4. Avastin Prescribing Information (Genetech website). 2015. Available at: http://www.gene.com/download/pdf/avastin_prescribing.pdf. Accessed November 16, 2015.
5. Kamba T, McDonald DM. Mechanisms of adverse effects of anti-VEGF therapy for cancer. Br J Cancer 2007;96:1788-95.
6. Li W, Croce K, Steensma DP, McDermott DF, Ben-Yehuda O, Moslehi J. Vascular and metabolic implications of novel targeted cancer therapies: focus on kinase inhibitors. J Am Coll Cardiol 2015;66:1160-78.
7. Ferrara N. Vascular endothelial growth factor: basic science and clinical progress. Endocr Rev 2004;25:581-611.
8. Marx GM, Steer CB, Harper P, Pavlakis N, Rixe O, Khayat D. Unexpected serious toxicity with chemotherapy and antiangiogenic combinations: time to take stock! J Clin Oncol 2002;20:1446-8.
9. Kilickap S, Abali H, Celik I. Bevacizumab, bleeding, thrombosis, and warfarin. J Clin Oncol 2003;21:3542.

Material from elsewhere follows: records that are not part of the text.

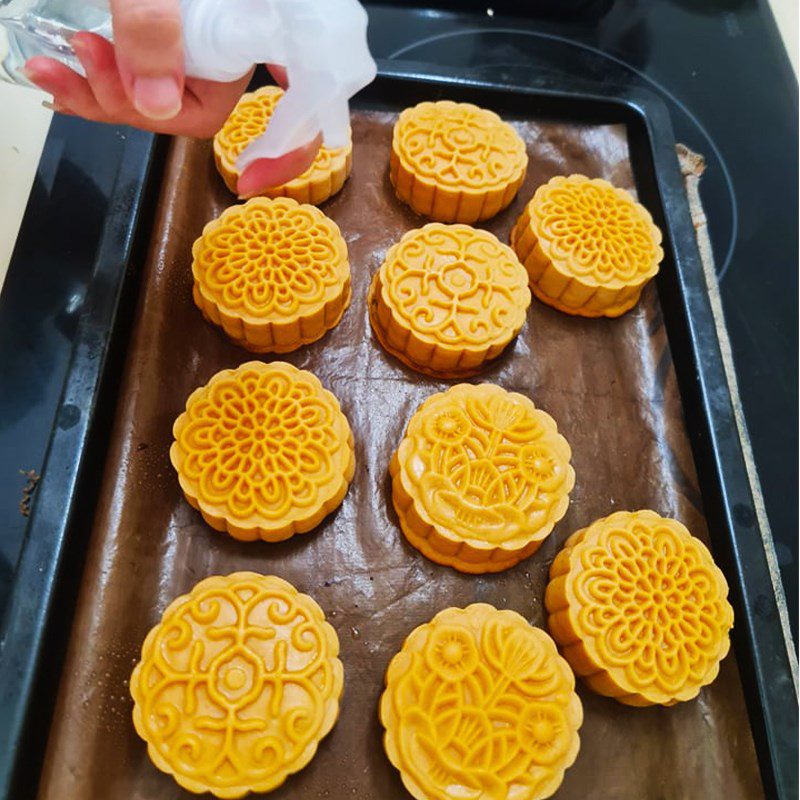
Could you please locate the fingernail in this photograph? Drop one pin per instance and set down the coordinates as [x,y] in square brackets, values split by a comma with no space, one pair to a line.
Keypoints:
[157,98]
[81,50]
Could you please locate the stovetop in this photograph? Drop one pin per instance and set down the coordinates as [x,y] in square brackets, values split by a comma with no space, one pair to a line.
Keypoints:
[721,69]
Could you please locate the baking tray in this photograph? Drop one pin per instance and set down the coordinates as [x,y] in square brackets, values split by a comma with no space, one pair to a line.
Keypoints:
[642,427]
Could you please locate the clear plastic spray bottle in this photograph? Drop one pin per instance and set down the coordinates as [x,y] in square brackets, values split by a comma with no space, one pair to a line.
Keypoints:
[322,44]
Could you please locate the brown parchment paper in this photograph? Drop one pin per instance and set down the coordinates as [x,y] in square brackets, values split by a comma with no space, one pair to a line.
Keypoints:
[610,386]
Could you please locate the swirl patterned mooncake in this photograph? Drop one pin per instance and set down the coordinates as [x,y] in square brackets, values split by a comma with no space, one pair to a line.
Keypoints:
[478,704]
[588,246]
[263,451]
[448,298]
[237,685]
[639,609]
[247,121]
[455,162]
[273,274]
[480,478]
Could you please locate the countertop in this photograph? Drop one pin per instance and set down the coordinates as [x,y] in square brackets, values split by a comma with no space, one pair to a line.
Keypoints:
[23,132]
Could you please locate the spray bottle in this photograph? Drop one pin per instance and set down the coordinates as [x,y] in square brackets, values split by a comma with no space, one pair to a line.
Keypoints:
[321,43]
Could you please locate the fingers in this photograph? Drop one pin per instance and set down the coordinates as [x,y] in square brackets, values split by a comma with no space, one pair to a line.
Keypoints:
[149,52]
[276,171]
[70,91]
[96,54]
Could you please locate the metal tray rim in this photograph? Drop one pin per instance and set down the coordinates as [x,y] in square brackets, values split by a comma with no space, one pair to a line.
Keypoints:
[772,669]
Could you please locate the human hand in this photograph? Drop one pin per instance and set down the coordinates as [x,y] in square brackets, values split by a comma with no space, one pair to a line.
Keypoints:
[139,81]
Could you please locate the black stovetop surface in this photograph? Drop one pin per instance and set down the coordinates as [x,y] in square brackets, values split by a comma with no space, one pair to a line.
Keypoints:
[721,69]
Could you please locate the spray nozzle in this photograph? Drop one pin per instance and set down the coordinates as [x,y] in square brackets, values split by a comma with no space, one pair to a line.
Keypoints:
[322,44]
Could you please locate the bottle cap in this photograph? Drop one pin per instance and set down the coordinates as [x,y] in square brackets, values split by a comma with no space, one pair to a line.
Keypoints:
[322,44]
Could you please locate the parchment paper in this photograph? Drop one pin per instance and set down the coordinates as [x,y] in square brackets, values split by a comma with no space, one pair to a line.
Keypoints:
[610,386]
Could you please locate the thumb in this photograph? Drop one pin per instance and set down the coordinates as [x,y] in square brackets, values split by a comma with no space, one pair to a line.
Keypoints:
[266,172]
[148,42]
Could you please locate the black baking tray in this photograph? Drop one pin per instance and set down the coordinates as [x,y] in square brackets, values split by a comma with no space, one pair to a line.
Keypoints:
[40,605]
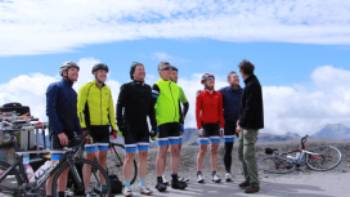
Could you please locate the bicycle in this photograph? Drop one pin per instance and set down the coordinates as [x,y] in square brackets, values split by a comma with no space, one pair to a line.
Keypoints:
[14,180]
[324,159]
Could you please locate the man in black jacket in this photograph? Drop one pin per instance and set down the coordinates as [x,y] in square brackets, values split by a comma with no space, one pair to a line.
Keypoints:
[250,121]
[134,107]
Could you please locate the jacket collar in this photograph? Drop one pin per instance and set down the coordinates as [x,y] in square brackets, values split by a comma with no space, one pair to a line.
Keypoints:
[67,82]
[250,78]
[95,83]
[139,82]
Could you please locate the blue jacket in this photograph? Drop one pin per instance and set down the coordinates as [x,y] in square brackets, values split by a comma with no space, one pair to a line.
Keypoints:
[232,102]
[61,108]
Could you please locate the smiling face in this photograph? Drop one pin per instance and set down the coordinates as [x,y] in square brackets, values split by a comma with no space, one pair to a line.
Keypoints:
[233,79]
[72,74]
[174,76]
[101,76]
[210,83]
[139,73]
[165,72]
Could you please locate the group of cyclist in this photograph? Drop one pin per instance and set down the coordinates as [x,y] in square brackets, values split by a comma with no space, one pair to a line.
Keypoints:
[145,112]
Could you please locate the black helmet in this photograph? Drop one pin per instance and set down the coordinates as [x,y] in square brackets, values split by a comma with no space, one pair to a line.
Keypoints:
[99,66]
[133,68]
[206,76]
[67,65]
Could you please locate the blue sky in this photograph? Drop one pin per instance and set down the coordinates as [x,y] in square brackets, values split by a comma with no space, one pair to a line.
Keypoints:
[301,49]
[277,63]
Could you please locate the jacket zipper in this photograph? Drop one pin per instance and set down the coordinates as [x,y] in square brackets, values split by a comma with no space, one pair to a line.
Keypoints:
[101,105]
[172,96]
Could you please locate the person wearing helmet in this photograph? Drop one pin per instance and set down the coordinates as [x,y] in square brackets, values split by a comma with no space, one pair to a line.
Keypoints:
[210,121]
[232,101]
[97,117]
[134,108]
[166,95]
[61,109]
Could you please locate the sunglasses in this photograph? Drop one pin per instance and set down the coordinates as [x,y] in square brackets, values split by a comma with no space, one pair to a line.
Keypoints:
[166,69]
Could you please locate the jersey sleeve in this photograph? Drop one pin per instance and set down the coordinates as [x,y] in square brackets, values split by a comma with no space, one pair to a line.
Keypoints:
[82,100]
[199,105]
[120,107]
[111,111]
[51,110]
[221,111]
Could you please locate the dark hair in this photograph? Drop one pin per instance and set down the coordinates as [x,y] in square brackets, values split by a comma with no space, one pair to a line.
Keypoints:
[231,73]
[174,68]
[133,68]
[246,67]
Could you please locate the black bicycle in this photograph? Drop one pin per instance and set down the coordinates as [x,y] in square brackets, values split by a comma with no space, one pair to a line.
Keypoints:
[323,158]
[15,182]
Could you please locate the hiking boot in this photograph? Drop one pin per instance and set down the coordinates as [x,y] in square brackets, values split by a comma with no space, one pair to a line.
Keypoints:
[161,187]
[244,185]
[179,185]
[127,192]
[252,189]
[216,179]
[165,181]
[183,179]
[228,177]
[200,178]
[145,191]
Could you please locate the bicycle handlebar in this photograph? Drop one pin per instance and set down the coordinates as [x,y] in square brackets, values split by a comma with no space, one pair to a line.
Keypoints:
[303,141]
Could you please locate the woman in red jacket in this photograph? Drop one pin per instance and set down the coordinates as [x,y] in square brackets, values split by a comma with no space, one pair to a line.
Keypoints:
[210,121]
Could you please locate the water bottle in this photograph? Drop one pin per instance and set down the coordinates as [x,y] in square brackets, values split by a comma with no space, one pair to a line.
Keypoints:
[28,168]
[43,169]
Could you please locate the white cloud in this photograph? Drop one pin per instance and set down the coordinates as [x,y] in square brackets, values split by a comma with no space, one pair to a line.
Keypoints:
[31,89]
[296,108]
[33,27]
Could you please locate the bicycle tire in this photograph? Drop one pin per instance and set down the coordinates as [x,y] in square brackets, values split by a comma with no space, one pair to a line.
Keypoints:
[82,162]
[116,151]
[12,180]
[310,159]
[275,165]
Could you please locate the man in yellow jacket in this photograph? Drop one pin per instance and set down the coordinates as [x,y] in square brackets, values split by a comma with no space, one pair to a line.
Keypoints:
[97,117]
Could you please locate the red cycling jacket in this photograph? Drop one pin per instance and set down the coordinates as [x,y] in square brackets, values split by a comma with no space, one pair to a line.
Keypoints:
[209,108]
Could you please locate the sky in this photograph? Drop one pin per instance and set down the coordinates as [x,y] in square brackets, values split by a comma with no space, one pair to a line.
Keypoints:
[301,50]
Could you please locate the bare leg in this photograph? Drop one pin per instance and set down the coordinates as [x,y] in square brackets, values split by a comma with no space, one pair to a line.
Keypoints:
[161,160]
[175,157]
[201,155]
[87,170]
[214,157]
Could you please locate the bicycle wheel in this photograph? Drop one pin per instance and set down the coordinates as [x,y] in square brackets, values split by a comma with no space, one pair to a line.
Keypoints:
[324,158]
[12,181]
[116,156]
[276,165]
[98,185]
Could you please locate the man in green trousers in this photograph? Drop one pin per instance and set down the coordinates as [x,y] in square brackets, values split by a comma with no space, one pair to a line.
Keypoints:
[250,121]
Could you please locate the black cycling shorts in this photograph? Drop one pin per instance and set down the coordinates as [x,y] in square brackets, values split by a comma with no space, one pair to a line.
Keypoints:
[169,134]
[100,134]
[230,131]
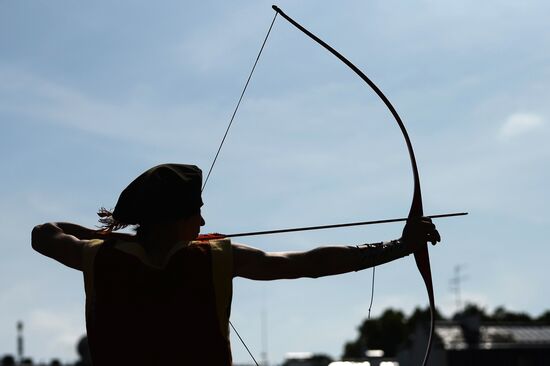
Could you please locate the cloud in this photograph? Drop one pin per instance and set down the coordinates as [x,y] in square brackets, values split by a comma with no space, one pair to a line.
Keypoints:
[60,330]
[519,124]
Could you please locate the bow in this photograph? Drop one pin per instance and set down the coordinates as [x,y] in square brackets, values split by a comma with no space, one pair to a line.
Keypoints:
[416,211]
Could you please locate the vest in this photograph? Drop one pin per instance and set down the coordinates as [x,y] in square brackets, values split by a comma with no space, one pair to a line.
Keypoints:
[175,314]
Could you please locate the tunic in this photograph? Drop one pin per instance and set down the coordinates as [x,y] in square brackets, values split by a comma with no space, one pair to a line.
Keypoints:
[176,314]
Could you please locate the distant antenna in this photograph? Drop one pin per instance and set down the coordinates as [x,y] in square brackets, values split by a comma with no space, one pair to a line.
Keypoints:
[456,282]
[20,341]
[265,361]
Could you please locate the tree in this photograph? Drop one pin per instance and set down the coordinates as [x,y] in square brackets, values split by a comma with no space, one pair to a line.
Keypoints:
[386,332]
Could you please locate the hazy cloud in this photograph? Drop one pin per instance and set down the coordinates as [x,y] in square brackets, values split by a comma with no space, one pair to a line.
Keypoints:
[519,124]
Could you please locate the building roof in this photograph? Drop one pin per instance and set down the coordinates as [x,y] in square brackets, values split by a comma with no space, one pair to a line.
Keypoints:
[452,336]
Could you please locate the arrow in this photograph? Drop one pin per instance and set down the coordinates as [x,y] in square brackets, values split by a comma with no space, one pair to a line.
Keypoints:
[333,226]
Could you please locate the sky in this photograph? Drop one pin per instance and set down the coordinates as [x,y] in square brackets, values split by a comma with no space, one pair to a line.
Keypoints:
[94,93]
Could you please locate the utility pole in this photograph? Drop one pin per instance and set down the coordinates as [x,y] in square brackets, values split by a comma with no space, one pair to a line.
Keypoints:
[264,355]
[456,282]
[20,341]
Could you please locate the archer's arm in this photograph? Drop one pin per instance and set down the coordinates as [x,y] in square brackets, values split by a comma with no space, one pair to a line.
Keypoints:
[63,242]
[256,264]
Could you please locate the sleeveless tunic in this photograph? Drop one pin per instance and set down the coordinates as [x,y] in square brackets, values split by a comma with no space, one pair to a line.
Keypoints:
[175,314]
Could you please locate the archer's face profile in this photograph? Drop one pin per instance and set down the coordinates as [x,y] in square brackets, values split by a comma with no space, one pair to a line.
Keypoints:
[190,227]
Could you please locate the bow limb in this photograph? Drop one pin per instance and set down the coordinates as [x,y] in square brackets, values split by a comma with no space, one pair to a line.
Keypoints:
[421,256]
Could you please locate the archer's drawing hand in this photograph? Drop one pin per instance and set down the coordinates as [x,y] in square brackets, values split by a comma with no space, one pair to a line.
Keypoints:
[419,231]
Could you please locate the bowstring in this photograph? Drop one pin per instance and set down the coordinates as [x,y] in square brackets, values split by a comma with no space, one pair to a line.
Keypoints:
[371,292]
[223,141]
[238,103]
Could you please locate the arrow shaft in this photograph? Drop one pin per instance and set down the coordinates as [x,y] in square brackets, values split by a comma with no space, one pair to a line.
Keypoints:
[333,226]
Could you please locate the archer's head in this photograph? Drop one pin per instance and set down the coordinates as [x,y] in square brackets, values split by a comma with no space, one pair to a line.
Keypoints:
[164,194]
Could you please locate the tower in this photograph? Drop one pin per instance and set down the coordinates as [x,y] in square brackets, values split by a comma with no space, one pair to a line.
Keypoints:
[20,340]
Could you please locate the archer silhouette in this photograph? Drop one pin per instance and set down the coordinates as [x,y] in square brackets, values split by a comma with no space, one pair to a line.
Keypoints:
[163,295]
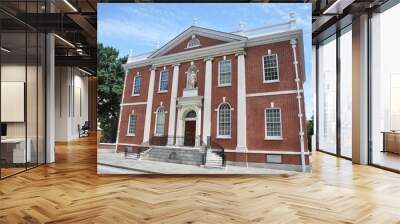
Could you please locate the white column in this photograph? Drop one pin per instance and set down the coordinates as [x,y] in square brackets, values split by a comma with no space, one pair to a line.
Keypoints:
[360,90]
[172,106]
[293,42]
[207,100]
[241,103]
[179,134]
[50,107]
[198,127]
[121,107]
[149,106]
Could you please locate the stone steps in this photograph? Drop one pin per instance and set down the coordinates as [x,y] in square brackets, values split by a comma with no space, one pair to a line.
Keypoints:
[175,155]
[213,160]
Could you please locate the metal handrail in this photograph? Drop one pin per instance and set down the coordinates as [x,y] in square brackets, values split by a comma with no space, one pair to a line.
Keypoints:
[220,152]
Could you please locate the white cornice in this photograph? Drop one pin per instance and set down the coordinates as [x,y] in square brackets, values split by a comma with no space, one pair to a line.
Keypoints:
[285,92]
[218,50]
[194,30]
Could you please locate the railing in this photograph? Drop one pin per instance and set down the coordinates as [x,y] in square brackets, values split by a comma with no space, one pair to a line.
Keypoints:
[220,150]
[135,150]
[175,140]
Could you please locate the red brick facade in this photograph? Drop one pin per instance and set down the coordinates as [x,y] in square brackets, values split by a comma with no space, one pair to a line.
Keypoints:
[258,98]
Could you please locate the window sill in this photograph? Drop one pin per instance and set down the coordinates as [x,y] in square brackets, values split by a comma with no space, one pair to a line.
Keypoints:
[224,85]
[271,81]
[224,137]
[273,138]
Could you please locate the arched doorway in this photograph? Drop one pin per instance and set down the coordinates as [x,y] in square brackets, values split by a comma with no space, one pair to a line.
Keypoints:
[190,129]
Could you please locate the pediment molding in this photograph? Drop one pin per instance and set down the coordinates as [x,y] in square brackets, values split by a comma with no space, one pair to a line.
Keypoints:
[197,31]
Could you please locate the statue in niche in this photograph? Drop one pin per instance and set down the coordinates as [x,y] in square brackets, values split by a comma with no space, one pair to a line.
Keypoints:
[192,77]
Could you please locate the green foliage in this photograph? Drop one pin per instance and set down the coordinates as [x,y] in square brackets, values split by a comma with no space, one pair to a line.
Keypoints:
[110,82]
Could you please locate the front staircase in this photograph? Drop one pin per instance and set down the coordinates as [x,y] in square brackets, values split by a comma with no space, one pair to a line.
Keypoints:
[213,160]
[179,155]
[157,149]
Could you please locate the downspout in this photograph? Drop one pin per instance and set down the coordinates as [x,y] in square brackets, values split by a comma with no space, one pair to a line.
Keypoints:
[120,110]
[293,42]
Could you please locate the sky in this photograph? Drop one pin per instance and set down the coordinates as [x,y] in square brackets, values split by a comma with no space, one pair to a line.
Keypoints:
[141,27]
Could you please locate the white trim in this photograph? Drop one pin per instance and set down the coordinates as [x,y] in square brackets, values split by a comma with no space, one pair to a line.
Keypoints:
[215,50]
[266,137]
[147,123]
[224,137]
[133,104]
[120,110]
[207,99]
[198,44]
[293,42]
[230,121]
[155,121]
[134,86]
[159,81]
[219,73]
[285,92]
[277,68]
[172,105]
[269,152]
[129,123]
[273,138]
[241,103]
[194,30]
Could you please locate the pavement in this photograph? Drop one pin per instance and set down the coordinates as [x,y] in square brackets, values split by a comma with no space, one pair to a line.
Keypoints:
[110,162]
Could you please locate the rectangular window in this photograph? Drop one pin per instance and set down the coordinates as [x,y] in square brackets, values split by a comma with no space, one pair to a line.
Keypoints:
[163,81]
[137,84]
[132,124]
[224,121]
[224,74]
[270,64]
[273,127]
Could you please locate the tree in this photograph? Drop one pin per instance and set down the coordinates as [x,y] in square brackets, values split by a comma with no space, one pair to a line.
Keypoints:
[110,82]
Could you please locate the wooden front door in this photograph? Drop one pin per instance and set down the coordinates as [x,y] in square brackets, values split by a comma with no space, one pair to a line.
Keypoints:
[190,133]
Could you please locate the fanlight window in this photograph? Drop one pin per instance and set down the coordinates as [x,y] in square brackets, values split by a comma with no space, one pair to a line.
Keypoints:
[132,124]
[137,84]
[224,120]
[191,114]
[194,42]
[160,122]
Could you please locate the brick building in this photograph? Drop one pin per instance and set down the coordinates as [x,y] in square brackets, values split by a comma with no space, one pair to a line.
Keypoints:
[239,92]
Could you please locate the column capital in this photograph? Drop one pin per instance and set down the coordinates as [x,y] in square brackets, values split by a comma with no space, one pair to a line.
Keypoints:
[208,59]
[240,52]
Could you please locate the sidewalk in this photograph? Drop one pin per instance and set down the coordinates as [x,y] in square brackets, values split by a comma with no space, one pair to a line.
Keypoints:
[115,161]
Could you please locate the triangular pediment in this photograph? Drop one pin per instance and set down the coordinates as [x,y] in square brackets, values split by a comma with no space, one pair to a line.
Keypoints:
[207,38]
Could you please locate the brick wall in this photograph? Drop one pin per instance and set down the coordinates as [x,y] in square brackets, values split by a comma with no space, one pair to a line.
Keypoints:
[255,105]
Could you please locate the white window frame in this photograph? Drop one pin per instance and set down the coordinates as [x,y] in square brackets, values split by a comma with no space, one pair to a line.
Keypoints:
[219,73]
[134,85]
[277,68]
[129,123]
[159,81]
[230,121]
[266,137]
[155,122]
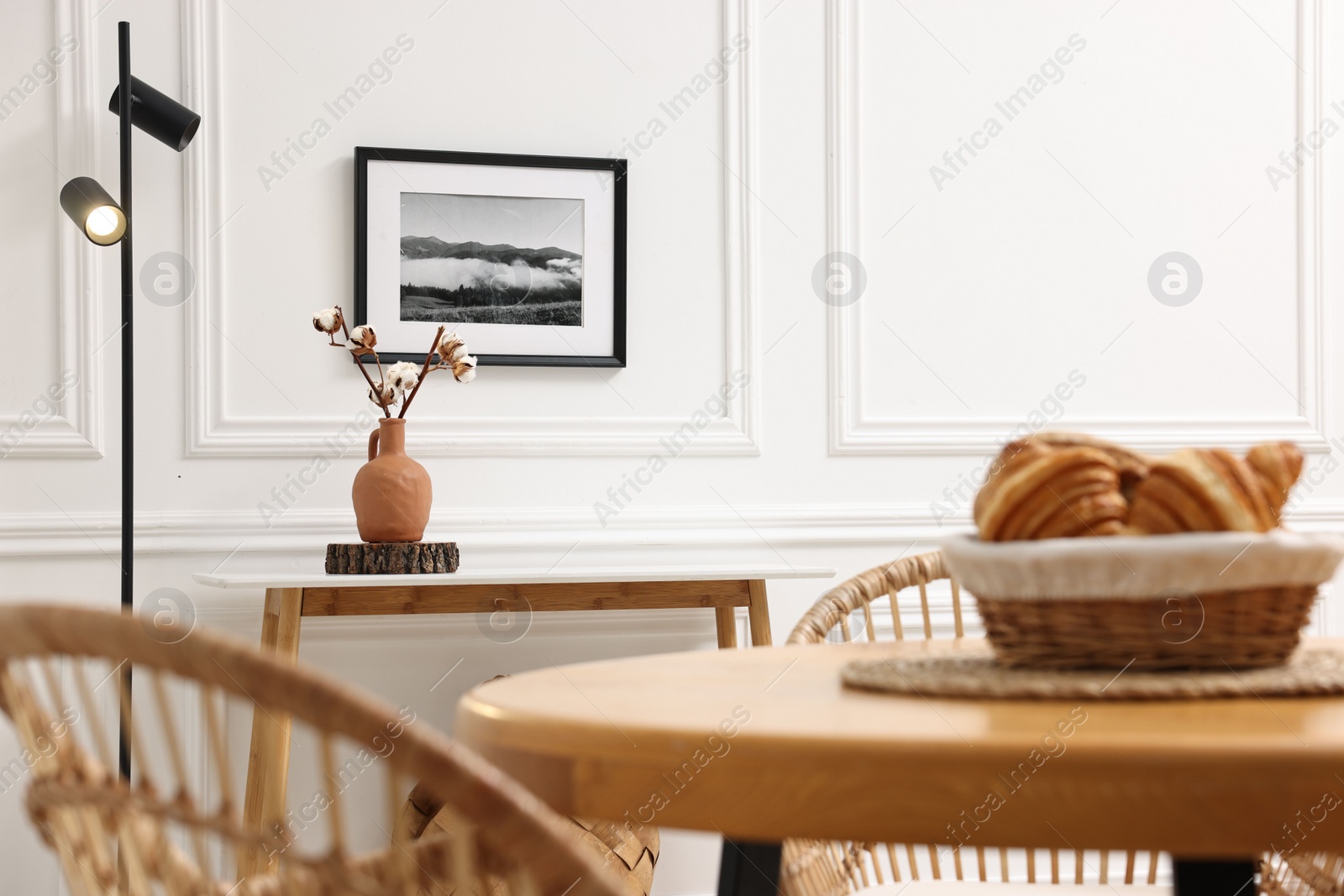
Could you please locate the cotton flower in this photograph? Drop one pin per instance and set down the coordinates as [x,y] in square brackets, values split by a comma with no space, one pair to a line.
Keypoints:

10. Xeloda Prescribing Information (Genentech website). 2015. Available at: http://www.gene.com/download/pdf/xeloda_prescribing.pdf. Accessed November 16, 2015.
11. Saif MW. Managing bevacizumab-related toxicities in patients with colorectal cancer. J Support Oncol 2009;7:245-51.
12. Grothey A, Sugrue MM, Purdie DM, et al. Bevacizumab beyond first progression is associated with prolonged overall survival in metastatic colorectal cancer: results from a large observational cohort study (BRiTE). J Clin Oncol 2008;26:5326-34.